On September 7, 2017, Hurricane Irma was bearing down on Florida. The Orlando Veterans Administration Medical Center Home-Based Primary Care program (OVAMC-HBPC) had 364 veterans enrolled. Some were oxygen dependent. Some were ventilator dependent. All were complex-care cases. The nurse manager and HBPC program director needed to make some critical decisions, fast, about how best to help their patients.
The VHA-HBPC program was designed to serve veterans with complex chronic disease; the average patient has > 8 chronic conditions. Currently, about 140 VHA-HBPC programs nationwide serve almost 38,000 veterans, according to the researchers reporting in the CDC’s Preventing Chronic Disease.

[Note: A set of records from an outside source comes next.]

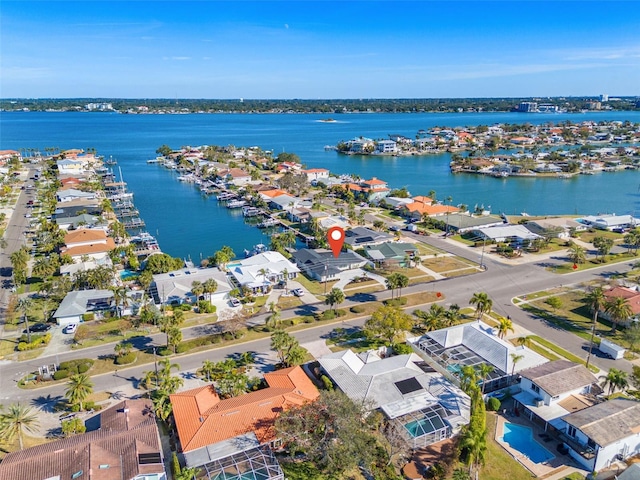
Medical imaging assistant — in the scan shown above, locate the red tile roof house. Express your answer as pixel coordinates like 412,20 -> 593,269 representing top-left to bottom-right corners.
0,400 -> 167,480
171,367 -> 320,480
60,228 -> 116,263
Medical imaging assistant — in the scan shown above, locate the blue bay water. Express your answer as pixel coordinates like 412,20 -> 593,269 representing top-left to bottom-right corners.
0,112 -> 640,261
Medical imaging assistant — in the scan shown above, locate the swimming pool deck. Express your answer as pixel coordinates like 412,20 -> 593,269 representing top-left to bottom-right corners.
495,415 -> 587,480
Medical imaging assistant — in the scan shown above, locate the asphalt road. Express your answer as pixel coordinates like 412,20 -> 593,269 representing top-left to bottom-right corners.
0,185 -> 631,403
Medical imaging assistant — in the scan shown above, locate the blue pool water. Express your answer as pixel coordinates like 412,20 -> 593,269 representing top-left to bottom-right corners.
500,422 -> 555,463
120,270 -> 138,280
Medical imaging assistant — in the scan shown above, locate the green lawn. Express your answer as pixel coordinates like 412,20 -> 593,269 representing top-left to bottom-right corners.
480,412 -> 534,480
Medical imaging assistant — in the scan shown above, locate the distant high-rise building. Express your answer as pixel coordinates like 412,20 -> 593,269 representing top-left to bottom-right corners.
518,102 -> 538,113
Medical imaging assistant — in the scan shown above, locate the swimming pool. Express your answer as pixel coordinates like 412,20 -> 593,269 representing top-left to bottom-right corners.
500,422 -> 555,463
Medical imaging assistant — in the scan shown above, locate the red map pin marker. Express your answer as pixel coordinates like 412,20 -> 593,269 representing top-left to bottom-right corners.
327,227 -> 344,258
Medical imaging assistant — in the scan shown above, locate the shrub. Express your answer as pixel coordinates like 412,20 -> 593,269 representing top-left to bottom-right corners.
58,358 -> 93,375
78,363 -> 91,373
393,343 -> 413,355
487,397 -> 500,412
198,300 -> 216,313
53,370 -> 71,380
114,352 -> 136,364
382,297 -> 407,307
320,375 -> 333,390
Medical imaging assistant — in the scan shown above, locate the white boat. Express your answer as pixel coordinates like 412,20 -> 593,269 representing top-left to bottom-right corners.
258,218 -> 279,228
227,200 -> 247,208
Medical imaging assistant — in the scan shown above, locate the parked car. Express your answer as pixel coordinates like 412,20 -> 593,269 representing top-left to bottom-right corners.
22,323 -> 51,333
63,323 -> 78,333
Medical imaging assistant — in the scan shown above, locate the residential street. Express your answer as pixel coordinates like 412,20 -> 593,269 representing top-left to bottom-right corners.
0,169 -> 631,403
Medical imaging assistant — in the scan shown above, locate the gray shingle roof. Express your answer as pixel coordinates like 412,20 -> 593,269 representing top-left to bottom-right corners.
520,360 -> 597,397
563,399 -> 640,447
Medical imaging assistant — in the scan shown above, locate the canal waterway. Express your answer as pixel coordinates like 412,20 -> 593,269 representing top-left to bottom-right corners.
0,112 -> 640,262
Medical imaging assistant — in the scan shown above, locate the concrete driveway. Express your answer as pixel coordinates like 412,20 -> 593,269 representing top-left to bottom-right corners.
333,268 -> 387,290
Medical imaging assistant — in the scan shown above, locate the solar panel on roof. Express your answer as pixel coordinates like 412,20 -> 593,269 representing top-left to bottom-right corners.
138,453 -> 162,465
395,377 -> 422,395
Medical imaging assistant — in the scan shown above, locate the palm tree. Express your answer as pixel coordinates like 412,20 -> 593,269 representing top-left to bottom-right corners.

Luckily, 2 years before Irma, OVAMC-HBPC had joined an innovative project using geographic information system (GIS) maps for emergency planning and response.
The mapping project has trained staff members at 30 VHA-HBPC programs to use VHA’s Portal for ArcGIS mapping software. The project was designed so that any member of the VHA-HBPC staff, including staff providing direct care, could make maps tailored to their local program’s needs. The maps are layered, incorporating patient data, location of emergency services, and environmental threats, such as storm surges. At OVAMC-HBPC , a nurse care manager (RNCM) trained as the mapmaker.

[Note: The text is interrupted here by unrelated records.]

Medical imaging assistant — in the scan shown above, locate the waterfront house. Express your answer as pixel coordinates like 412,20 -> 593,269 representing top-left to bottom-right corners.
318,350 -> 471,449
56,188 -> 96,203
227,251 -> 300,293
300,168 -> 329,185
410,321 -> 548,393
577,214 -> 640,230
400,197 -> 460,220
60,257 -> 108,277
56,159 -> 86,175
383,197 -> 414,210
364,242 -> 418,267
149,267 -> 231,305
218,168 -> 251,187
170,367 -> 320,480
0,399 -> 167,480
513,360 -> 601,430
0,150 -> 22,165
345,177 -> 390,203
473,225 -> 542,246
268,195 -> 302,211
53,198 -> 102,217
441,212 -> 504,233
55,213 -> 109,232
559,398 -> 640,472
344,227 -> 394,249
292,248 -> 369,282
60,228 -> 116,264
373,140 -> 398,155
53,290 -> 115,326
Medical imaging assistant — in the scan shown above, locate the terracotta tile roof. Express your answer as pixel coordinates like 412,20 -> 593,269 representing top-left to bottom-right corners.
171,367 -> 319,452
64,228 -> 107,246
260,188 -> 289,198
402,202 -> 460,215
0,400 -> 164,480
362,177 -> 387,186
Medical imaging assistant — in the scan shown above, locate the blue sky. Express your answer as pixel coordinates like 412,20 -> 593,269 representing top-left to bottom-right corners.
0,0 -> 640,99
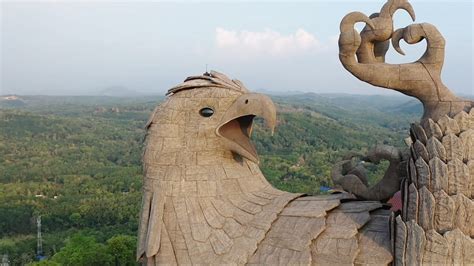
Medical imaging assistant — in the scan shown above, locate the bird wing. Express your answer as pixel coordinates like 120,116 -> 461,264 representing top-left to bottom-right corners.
249,193 -> 392,265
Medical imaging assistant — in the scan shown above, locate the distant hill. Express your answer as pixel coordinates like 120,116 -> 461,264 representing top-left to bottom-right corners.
98,86 -> 142,97
0,95 -> 26,108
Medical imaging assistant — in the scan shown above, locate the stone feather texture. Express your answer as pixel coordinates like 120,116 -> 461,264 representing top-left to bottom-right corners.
137,72 -> 392,265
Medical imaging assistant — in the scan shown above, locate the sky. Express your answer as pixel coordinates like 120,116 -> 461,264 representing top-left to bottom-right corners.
0,0 -> 474,95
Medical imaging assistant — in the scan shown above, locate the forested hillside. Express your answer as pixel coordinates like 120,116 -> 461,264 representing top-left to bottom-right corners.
0,94 -> 421,265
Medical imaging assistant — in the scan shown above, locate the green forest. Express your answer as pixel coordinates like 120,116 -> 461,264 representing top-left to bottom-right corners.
0,94 -> 422,265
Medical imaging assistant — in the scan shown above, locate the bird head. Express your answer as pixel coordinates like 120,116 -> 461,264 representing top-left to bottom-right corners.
148,71 -> 276,164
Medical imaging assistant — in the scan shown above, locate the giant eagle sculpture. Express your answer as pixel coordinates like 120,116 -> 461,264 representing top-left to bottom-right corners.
137,0 -> 474,265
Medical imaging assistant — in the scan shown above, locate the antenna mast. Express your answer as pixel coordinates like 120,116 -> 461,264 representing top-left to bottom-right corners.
36,216 -> 43,258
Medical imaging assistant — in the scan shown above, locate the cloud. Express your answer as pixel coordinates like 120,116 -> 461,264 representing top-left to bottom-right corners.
216,28 -> 324,57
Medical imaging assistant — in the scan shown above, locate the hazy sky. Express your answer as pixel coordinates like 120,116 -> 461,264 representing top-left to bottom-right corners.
0,0 -> 474,95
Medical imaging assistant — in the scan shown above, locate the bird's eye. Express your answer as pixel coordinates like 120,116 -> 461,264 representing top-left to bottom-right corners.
199,107 -> 214,117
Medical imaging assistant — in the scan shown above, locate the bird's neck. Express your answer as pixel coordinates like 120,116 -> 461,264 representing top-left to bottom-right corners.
146,151 -> 270,197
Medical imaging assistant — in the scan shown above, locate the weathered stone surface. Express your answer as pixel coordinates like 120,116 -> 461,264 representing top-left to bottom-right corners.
454,111 -> 474,131
423,230 -> 449,265
423,118 -> 443,140
444,229 -> 474,265
453,194 -> 474,237
438,115 -> 461,135
467,160 -> 474,199
429,157 -> 448,191
459,129 -> 474,162
426,137 -> 447,162
405,221 -> 426,265
408,158 -> 418,185
441,133 -> 464,161
433,190 -> 456,234
412,140 -> 430,162
410,123 -> 428,144
354,210 -> 393,265
415,157 -> 431,188
418,187 -> 435,231
448,158 -> 471,196
406,183 -> 419,222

As Irma approached, the RNCM/mapmaker created maps showing the locations of vulnerable patients, such as those near the coast, synthesizing information from the GIS maps and other sources about the storm’s path, wind force, patient location and level of vulnerability, and areas with high likelihood of power outages.
The map of the oncoming storm was a powerful tool. The RNCM said, “The map made me realize that it was real and it was going to come.”
Armed with information, the care team set to work on the emergency response. For instance, the RNCM/mapmaker facilitated the sheltering-in-place of a patient with brittle diabetes mellitus by educating the patient’s daughter on the impending risk. The daughter bought a generator to run the air conditioning and a small refrigerator to keep the patient’s insulin cool. The mapmaker also convinced the family of a patient with chronic obstructive pulmonary disease and congestive heart failure that they needed to evacuate to the OVAMC hospital.
OVAMC also facilitated the transport of VHA-HBPC patients to its hospital, including 2 who were admitted to the intensive care unit. Because of the team’s advanced planning and the use of GIS, only 23 of the 364 patients needed to be sheltered at the hospital. No patient deaths or injuries were attributed to the hurricane.
The mapping project was funded by the Veterans Administration Geriatrics and Extended Care Strategic and Transformational Initiatives.